As the closest MGM-owned casino hotel property to the Park and the T Mobile Arena, the Monte Carlo has been selected to undergo a two-year, $450 million makeover that will create a new luxury property to be known as ‘Park MGM’. Work will begin this year and be completed by the end of 2018 it has been announced.
The design of Park MGM, a 2,700-room luxury property, will apparently build on the property’s history, incorporating European design influences while retaining a branding connection to The Park. No one can say a refurbishment isn’t overdue as the guest rooms and some other areas of the Monte Carlo have become tired and dated, after all it was built in 1996. This announcement is also reflective of the buoyant feeling about the town with the market doing better and visitor numbers rising again at last.
Apparently the hotel won’t close during the project and workers will work floor by floor during the course of construction. Some public areas may have to be closed though as work progresses. Look out for some potentially exciting deals then. You can often get rooms for next to nothing when building work is in progress and how often are you in your room anyway during a trip to Vegas?
By way of Monte Carlo history – the 32-story property opened in June 1996, shortly after the Stratosphere. The property eliminated the “00” on its roulette wheels, giving players a slight advantage (smaller disadvantage) by using the 37-pocket wheel as used in the French European version of the game.
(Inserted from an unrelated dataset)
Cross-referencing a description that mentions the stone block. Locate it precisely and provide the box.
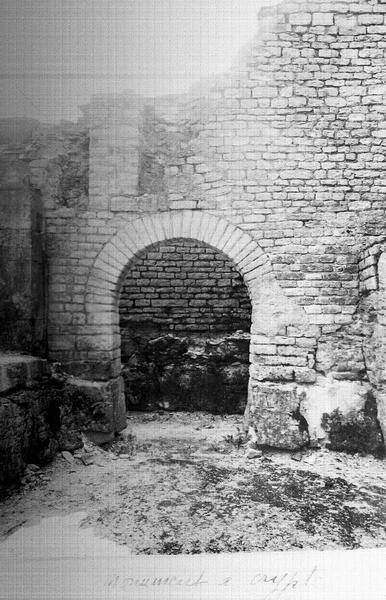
[247,383,309,450]
[289,12,312,25]
[67,377,126,433]
[312,12,334,27]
The property was closed for a while in January 2008, following a fire on the top six floors of the building apparently caused by construction workers whilst welding. The property said damage and lost business totaled $100 million. A year after the fire, the Monte Carlo made two big changes: MGM Resorts converted the top floor to Hotel32, branded as an ultra-luxury boutique hotel with 50 lofts and an exclusive lounge, and at the end of 2009, the hotel became connected to the newly opened CityCenter complex via the Aria Express tram.
I have my reservations about this. The Monte Carlo fills something of a niche in the market. It is very affordable (if you said cheap I wouldn’t disagree) yet is very well located. Aria is right at the top end of the market in terms of price. Monte Carlo doesn’t just sit right next to it, it’s connected to it and the free tram service to Aria, Crystals and Bellagio. For the savvy traveller it’s a way of staying right in the heart of the action at a fraction of the price. I’ve also always found the staff to be pleasant and down to earth and there’s a food court with very sensible prices including a MacDonald’s. Will that continue when room rates escalate and the new breed of visitor demands different things from the property? Every property can’t be the same, there needs to be a variation both in price and what is offered.
If the price does go through the roof (which, after all, is the usual by product of a lot of money being spent on something) we’ll have to look elsewhere for our bargain hostelry in that part of the Strip. NYNY might come in to its own – located next door and very close to the Park and the T Mobile Arena – this move may have the curious effect of promoting the Monte Carlo’s neighbour. Also owned by MGM it already has one of the best pubs in town – Nine Fine Irishmen. I wasn’t that keen on the hotel when I stayed at NYNY but if it becomes better value for money than everything around it we might be happy to overlook its other shortcomings. Watch this space!